The reserves of the Central Bank pierced US$40,000 million: the market awaits measures

However, that trend was reversed as of January, when the sales streak began. Throughout the first month of the year, the Central sold a total of $190 million and, in the first 14 days of February, they reached $500 million, but this Wednesday it made the largest disbursement in the Mercado Único y Libre of Changes (MULC) of the year, for US$292 million. So, BCRA sales throughout this month they are located around US$790 million.

LNG regasifier boat 2.jpg

Early LNG imports will save the government dollars.

The BCRA made the biggest daily sale of the year

This Wednesday’s was also the biggest daily sale since november last year and responds that a payment of energy import for US$262 million corresponding to an advance purchase program for this input (more precisely LNG, liquefied gas), which began to be implemented this Wednesday and which, according to estimates by the Ministry of Economy, will allow savings of around US$2. 100 million.

“In this way, the US$3,465 million that Argentina was going to spend is reduced to US$1,313 million, generating a saving of currency outflow for Argentina and in fiscal matters, of more than $500,000 million,” he said. the ministry.

According to official sources Scopethe payment of this Wednesday was “the first impact on the market of these purchases and the handling of the reservations allows us to face these payments”. And they assured that the negative balance that is observed at the moment is within the projections that are handled.

In this sense, they assured that they will be able to face the payment of imports and energy and ruled out that it is necessary to generate a recession to curb imports and show reserve accumulation at this stage of the year.

Concerned regarding the goals of the IMF

However, the concern of various analysts in the City at this time is that the BCRA will have difficulties meeting the reserve goal of the International Monetary Fund (IMF) at the current rate of sales. It needs $1.7 billion to meet that goal, according to market estimates.

“Even assuming that The IMF ‘brings its bow closer’ to the BCRA Lowering the goal due to the situation of wheat, which is usually the main source of foreign exchange during these months and the harvest (in quantities) would fall by almost 45% compared to the previous one due to the drought, the panorama is complex”, says the economist from the consulting firm Invecq, Juan Pablo Albornoz.

That is why most market voices point out that “they are going to have to invent something” so that more dollars enter in the coming months, although the Government has recently denied the implementation of a soybean dollar 3, at least for the moment.

Is the new soybean dollar coming or is it removing withholdings?

The question is what might they do? And, Albornoz points out that “some say that might implement a temporary drop in withholdings”, but warns that it is difficult for this to come true due to “the fiscal impact that this might generate”, in a context in which the Government also has deficit targets to meet.

This is a key difference with the implementation of a differential exchange rate, such as soybeans 1 or 2, which have also had an impact on the quasi-fiscal deficit they generate and their consequent negative effect on the BCRA balance.

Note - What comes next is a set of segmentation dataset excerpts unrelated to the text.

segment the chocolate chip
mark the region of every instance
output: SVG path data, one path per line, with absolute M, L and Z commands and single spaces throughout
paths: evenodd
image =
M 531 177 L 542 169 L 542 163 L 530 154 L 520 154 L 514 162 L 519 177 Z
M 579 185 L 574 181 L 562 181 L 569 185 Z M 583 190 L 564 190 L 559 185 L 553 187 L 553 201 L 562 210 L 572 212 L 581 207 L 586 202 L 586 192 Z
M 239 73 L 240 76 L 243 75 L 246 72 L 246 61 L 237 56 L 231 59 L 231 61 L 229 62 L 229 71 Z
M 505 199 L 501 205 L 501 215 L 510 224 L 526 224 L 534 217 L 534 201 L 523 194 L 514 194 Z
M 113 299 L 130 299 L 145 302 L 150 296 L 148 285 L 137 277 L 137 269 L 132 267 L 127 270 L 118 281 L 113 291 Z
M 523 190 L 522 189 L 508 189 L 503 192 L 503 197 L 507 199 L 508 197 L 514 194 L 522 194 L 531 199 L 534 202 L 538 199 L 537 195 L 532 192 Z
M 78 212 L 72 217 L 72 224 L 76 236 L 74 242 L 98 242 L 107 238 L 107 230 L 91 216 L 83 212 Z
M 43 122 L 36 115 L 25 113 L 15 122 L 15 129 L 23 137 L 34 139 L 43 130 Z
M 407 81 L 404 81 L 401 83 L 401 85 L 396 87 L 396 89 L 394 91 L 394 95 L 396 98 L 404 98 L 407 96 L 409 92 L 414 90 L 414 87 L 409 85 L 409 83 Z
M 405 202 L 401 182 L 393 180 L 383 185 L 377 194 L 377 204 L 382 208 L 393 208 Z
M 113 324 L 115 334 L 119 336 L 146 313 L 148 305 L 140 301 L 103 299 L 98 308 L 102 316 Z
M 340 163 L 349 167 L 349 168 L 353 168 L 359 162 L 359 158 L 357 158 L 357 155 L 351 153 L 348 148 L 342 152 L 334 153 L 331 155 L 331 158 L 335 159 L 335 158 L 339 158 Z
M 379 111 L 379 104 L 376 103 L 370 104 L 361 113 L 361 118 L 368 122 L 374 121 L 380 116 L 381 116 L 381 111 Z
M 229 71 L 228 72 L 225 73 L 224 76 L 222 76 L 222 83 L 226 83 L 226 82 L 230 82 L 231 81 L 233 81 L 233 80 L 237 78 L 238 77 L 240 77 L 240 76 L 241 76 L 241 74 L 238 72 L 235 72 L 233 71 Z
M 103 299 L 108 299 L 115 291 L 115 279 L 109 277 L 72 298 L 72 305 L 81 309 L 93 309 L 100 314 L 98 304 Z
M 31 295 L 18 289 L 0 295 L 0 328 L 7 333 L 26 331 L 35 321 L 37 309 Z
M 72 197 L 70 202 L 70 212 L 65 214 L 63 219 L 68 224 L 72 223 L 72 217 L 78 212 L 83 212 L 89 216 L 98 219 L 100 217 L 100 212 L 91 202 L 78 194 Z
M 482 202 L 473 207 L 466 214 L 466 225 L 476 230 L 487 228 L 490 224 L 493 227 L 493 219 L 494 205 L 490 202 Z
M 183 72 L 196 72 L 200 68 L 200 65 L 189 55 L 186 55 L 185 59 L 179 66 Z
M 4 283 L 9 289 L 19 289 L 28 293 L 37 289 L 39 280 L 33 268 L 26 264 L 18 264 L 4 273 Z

The big problem, as stated by the EcoGo economist Lucio Garay Méndez, is that “once the Government offered the ‘carrot’ to be liquidated, as was the payment of a differential exchange rate, expectations are adapted.” He assures that this is what is happening today: the exporters advanced sales, on the one hand, and, on the other, they wait for a new incentive to liquidate”.

Meanwhile, the field liquidate the essentials“, says. And this occurs in a context in which the countryside is facing a drought, which means that there will be a lower supply of foreign currency, and on top of that, it has a quarterly goal in March with the IMF.

In this sense, Garay Méndez also points out that they should launch some measure to reverse the situation and points out that “a new soybean dollar makes more sense than a reduction in withholdings because, although it is the same for the exporter, it is not the same for the treasury in a context of fiscal weakness”.

In conclusion, analysts expect that the trend will remain a seller for the Central as long as it does not grant incentives and everything indicates that it would become a buyer if they resume this type of policy, as it has done since the arrival of Sergio Massa at the Ministry of Economy.

Share:

Facebook
Twitter
Pinterest
LinkedIn

Leave a Reply

Your email address will not be published. Required fields are marked *

This site uses Akismet to reduce spam. Learn how your comment data is processed.